Há mais de 20 anos que sucessivos e idênticos despachos qualificam praticamente os mesmos acontecimentos desportivos
Um tema antigo voltou, há dias, a entusiasmar os adeptos de futebol em Portugal: a possibilidade de verem um jogo da I Liga por semana num operador televisivo de sinal aberto, o que já não acontece desde a temporada de 2012/13. Porém, tal não passa de uma miragem, pois é praticamente impossível que tal venha a acontecer nesta temporada, apurou O JOGO junto de várias fontes da RTP, SIC e TVI, os operadores que poderiam usufruir do pressuposto de um despacho governamental que diz respeito ao principal campeonato, a exemplo do que acontece com os restantes acontecimentos desportivos de "interesse generalizado do público", que constam no mesmo documento.

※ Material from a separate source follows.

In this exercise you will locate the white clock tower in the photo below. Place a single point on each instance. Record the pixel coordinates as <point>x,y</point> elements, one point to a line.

O despacho, com o número 1153, foi assinado a 6 de janeiro por Nuno Artur Silva, o secretário de Estado do Cinema, Audiovisual e Media (SECAM). O documento foi, então, amplamente noticiado, com mais ou menos ligeireza na informação tornada pública, deixando no ar a ideia de que um qualquer operador televisivo de sinal aberto poderia, por decreto, adquirir esse conjunto de jogos (um total de 34 entre os cinco mais bem classificados das últimas cinco temporadas) aos operadores que são proprietários desses mesmos direitos de transmissão.
Na realidade, os detentores dos direitos estão "apenas" obrigados a disponibilizar o sinal "em termos não discriminatórios e nas condições de mercado", conforme está expresso no despacho governamental, mas não estão obrigados a vender por qualquer preço.
Contactada por O JOGO, a SECAM esclareceu: "O que a Lei da Televisão pretende acautelar, ao prever o despacho em apreço, não é a obrigatoriedade de os eventos elencados serem emitidos, mas a não oposição dos operadores que sobre eles detenham os direitos exclusivos, caso um operador de televisão que emita por via hertziana terrestre com cobertura nacional e acesso não condicionado (isto é, presentemente em Portugal, RTP, SIC e TVI) queira emitir tais eventos."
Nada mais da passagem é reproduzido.